I currently have a pseudo-distributed Hadoop System running. The machine has 8 cores (16 virtual cores), 32 GB Ram.
My input files are between a few MB to ~68 MB (gzipped log files, which get uploaded to my server once they reach >60MB hence no fix max size). I want to run some Hive jobs on about 500-600 of those files.
Due to the incongruent input file size, I havent changed blocksize in Hadoop so far. As I understand best-case scenario would be if blocksize = input file size, but will Hadoop fill that block until its full if the file is less than blocksize? And how does the size and amount of input files affect performance, as opposed to say one big ~40 GB file?
And how would my optimal configuration for this setup look like?
Based on this guide (http://hortonworks.com/blog/how-to-plan-and-configure-yarn-in-hdp-2-0/) I came up with this configuration:
32 GB Ram, with 2 GB reserved for the OS gives me 30720 MB that can be allocated to Yarn containers.

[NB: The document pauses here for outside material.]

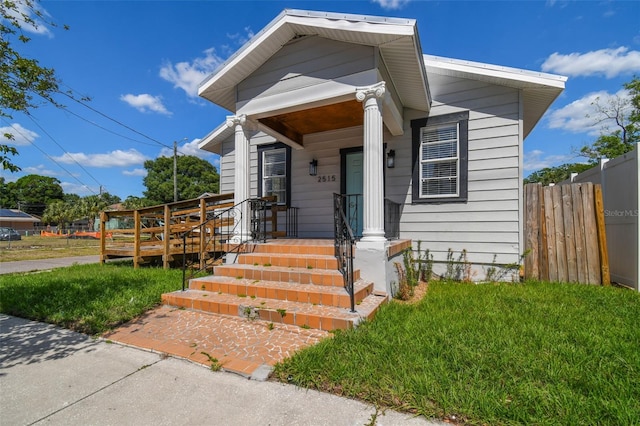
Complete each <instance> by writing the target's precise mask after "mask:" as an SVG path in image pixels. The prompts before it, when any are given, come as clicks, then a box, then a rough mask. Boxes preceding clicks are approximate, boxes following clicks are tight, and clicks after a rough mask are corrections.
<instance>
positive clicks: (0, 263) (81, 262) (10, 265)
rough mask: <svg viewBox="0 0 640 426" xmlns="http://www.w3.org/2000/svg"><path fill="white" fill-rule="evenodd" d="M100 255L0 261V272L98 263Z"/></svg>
mask: <svg viewBox="0 0 640 426" xmlns="http://www.w3.org/2000/svg"><path fill="white" fill-rule="evenodd" d="M98 262H100V256H97V255H95V256H75V257H59V258H54V259H37V260H20V261H16V262H0V274H13V273H16V272H31V271H42V270H48V269H54V268H62V267H65V266H71V265H73V264H78V265H84V264H85V263H98Z"/></svg>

yarn.nodemanager.resource.memory-mb=30720
With 8 cores I thought a maximum of 10 containers should be safe. So for each container (30720 / 10) 3072 MB of RAM.
yarn.scheduler.minimum-allocation-mb=3072
For Map Task Containers I doubled the minimum container size, which would allow for a maximum of 5 Map Tasks
mapreduce.map.memory.mb=6144
And if I want a maximum of 3 Reduce task I allocate:
mapreduce.map.memory.mb=10240
With JVM heap size to fit into the containers:
mapreduce.map.java.opts=-Xmx5120m
mapreduce.reduce.java.opts=-Xmx9216m
Do you think this configuration would be good, or would you change anything, and why?